There are some very able performances, notably from Jon McKenna as Shell and Richard Oliver as the homeless Norris, an Iraq veteran and opportunist beggar. But the plot fails to convince, and the theme of choice which is set up in the early scenes seems to get lost along the way.

Ground-breaking director Jeremy Weller is still talked about on the Fringe in hallowed tones as the maker of shows such as Glad and Mad under the banner of The Grassmarket Project in the 1990s. The company, now reconstituted as Grassmarket Projects, works on similar principles, providing a context for “real people” to tell their stories in theatre.
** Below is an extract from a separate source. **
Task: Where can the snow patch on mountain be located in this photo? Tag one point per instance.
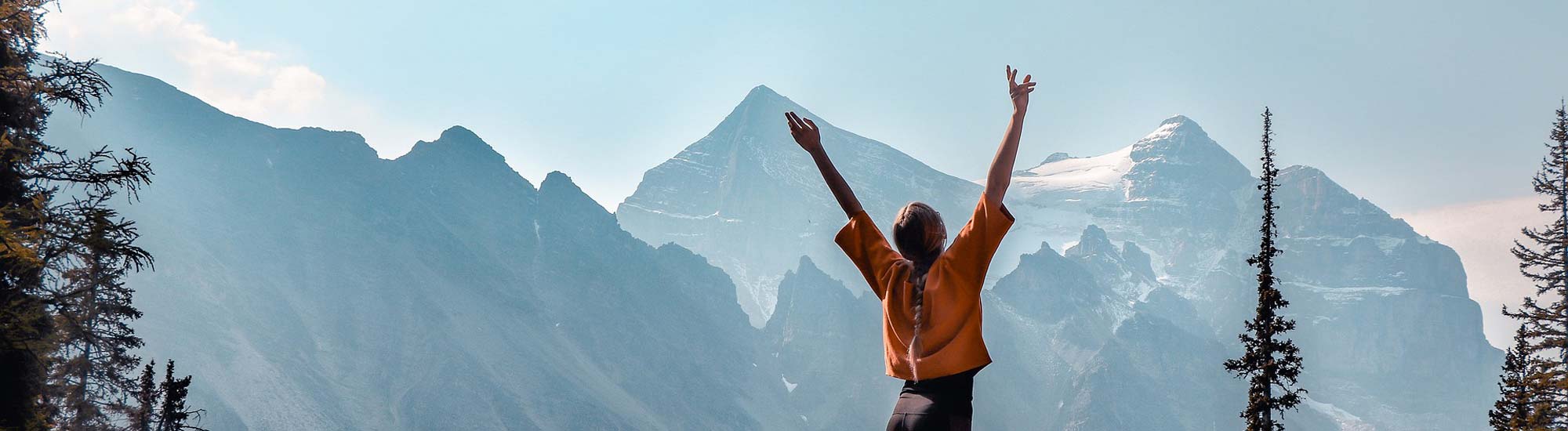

Its second show, Doubting Thomas, has a cast of eight ex-offenders, led by Thomas McCrudden, a former gangland enforcer who has done time for violent crimes. He is determined to go straight, but he has a few tough questions for these “arty-farty f*****s” (Weller’s team) who want to tell his story on stage, and for us as an audience, consumers of violence as entertainment, who are rather too quick to label him and his ilk as 
monsters.

He describes himself as a “lost boy” who becomes trapped in a cycle of serial offending, but he isn’t making excuses: bad choices, limited opportunities, internal drives and the pressures of a violent masculine culture all play a part.

McCrudden’s strong performance, in an ensemble of strong performances, is worthy of many professional theatre companies, and many professional theatre companies could stage this work. Neither is McCrudden simply “being himself”, he is using the skills of theatre to reflect on his story and retell it. But, nevertheless, it stands apart. The rawness and authenticity of his story brings a power all its own.

The Marked until 29 August; today 1:30pm. One Day Moko until 29 August; today 3:45pm. Unseen until 28 August; today 7.35pm. The Rooster Rebellion until 20 August; today 9:05pm. Doubting Thomas until 28 August; today 7:20pm.